A top congressional Republican has advised President-elect Trump to stop cozying up to Russian strongman Vladimir Putin.
Rep. Devin Nunes of California, the House Intelligence Committee chairman, told the Washington Examiner in an interview that he fears Trump is making the same mistake as his predecessors in believing that he can charm Putin and shift Russia’s behavior from that of U.S. adversary to international partner.
President George W. Bush said after his initial dealings with Putin that he had looked into his soul and believed him to be trustworthy. Their relationship, and U.S.-Russia relations eventually broke down. President Obama tried his hand at rapprochement with Moscow, initiated the “Russian reset” under the direction of Secretary of State Hillary Clinton upon assuming office in 2009. That effort also ended in failure, after some early successes.

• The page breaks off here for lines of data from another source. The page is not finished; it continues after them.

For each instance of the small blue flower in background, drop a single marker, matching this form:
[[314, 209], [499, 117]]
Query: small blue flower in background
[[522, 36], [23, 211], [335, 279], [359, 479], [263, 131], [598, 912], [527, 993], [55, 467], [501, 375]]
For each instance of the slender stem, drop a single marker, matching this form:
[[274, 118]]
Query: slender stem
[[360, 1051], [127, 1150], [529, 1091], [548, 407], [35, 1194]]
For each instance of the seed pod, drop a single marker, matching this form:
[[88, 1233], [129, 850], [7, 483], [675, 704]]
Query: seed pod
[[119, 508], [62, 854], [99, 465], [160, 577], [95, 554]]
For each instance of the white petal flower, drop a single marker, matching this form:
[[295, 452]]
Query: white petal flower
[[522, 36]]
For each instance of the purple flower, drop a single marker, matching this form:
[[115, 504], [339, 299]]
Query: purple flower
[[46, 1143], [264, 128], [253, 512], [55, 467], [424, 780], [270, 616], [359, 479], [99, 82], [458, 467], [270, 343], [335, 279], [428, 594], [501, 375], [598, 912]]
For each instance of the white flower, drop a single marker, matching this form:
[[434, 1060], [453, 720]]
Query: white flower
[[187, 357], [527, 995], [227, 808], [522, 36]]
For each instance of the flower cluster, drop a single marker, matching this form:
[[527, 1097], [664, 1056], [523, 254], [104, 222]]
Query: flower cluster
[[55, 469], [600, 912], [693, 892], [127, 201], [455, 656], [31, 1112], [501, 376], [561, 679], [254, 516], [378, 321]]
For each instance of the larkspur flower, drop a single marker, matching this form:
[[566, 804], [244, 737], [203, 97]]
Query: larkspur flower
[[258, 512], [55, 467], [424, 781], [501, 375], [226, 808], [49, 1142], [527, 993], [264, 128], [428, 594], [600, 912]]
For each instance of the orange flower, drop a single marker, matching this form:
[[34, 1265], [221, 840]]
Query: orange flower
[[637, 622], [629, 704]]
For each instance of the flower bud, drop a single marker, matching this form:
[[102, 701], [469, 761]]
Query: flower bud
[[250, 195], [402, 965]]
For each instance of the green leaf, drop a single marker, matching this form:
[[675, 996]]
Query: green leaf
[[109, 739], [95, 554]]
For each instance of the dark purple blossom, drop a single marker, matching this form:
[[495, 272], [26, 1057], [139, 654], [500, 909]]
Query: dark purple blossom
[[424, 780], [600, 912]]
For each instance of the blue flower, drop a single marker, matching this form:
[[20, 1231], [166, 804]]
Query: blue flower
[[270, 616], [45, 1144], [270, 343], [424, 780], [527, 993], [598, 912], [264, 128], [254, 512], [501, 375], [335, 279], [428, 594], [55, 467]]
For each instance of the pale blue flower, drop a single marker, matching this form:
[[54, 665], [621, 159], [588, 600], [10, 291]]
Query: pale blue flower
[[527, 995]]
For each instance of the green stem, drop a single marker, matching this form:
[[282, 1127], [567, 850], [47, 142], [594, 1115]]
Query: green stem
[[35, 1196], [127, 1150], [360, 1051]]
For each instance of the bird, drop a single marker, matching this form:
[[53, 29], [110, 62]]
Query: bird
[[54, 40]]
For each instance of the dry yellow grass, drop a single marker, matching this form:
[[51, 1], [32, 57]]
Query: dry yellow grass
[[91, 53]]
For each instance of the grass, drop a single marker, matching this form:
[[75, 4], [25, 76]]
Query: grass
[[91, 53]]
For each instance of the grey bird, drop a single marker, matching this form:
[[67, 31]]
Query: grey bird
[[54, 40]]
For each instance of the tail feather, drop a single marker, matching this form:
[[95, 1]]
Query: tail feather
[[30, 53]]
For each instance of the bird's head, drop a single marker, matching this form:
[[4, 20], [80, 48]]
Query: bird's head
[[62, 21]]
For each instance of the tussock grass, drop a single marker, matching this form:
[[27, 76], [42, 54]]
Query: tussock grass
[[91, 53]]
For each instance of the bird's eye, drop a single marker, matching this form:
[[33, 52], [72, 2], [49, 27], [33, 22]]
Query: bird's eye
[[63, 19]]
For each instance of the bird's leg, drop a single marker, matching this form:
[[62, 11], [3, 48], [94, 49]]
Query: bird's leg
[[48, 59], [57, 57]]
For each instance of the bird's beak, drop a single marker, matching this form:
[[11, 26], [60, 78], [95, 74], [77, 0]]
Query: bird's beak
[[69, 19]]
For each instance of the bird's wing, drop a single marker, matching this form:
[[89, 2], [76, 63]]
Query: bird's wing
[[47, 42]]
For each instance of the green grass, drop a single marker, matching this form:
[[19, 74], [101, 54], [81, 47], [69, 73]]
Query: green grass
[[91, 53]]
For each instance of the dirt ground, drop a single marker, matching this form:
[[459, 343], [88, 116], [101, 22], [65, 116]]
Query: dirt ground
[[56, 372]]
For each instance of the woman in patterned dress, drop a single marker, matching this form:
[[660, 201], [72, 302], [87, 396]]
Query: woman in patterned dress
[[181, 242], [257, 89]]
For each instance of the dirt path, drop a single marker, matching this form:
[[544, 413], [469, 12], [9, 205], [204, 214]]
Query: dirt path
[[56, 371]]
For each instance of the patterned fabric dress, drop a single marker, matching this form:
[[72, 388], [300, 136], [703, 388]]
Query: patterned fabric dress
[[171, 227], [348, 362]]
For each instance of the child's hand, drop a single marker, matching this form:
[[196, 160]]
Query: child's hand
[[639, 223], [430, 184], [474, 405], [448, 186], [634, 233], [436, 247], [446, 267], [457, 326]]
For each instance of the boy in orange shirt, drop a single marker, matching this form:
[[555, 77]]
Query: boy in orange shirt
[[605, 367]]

“And now you have President-elect Trump who believes he can do the same thing,” Nunes said this week, in an episode of the Examiner’s “Examining Politics” podcast that will air on Thursday. “My advice to them has been, that, you know, many good people have tried. We’d like to see it happen, we’ll see if President-elect Trump has any luck, but put me in the pessimistic category. I just think it’s going to be tough to get anything done with Putin, but he’ll try.”
Trump has been unusually complimentary of Putin and the Russian government for an American leader — especially for a Republican. He has downplayed the Russian president’s anti-democratic actions domestically and on the world stage and described the quasi-dictator’s leadership in glowing terms.
But Nunes said that the media is being unfairly critical of Trump’s approach to Putin, and is conveniently omitting that it is not much different than the tack Obama and Bush took early in their presidencies.
“A lot of this is the epitome of fake news. I don’t see what Donald Trump is doing as any different than what Obama did or what George W. Bush did, as we were just discussing. I just don’t see any difference whatsoever,” Nunes said. “Those of us that didn’t trust Putin and would say things that were maybe disparaging, that was a problem to the administration. The administrations would always say, whether it was Bush or Clinton — Clinton, Bush or Obama — they would just say: ‘Oh, can’t say anything bad, got to work with the Russians … Well, that’s the same thing Donald Trump’s essentially saying.”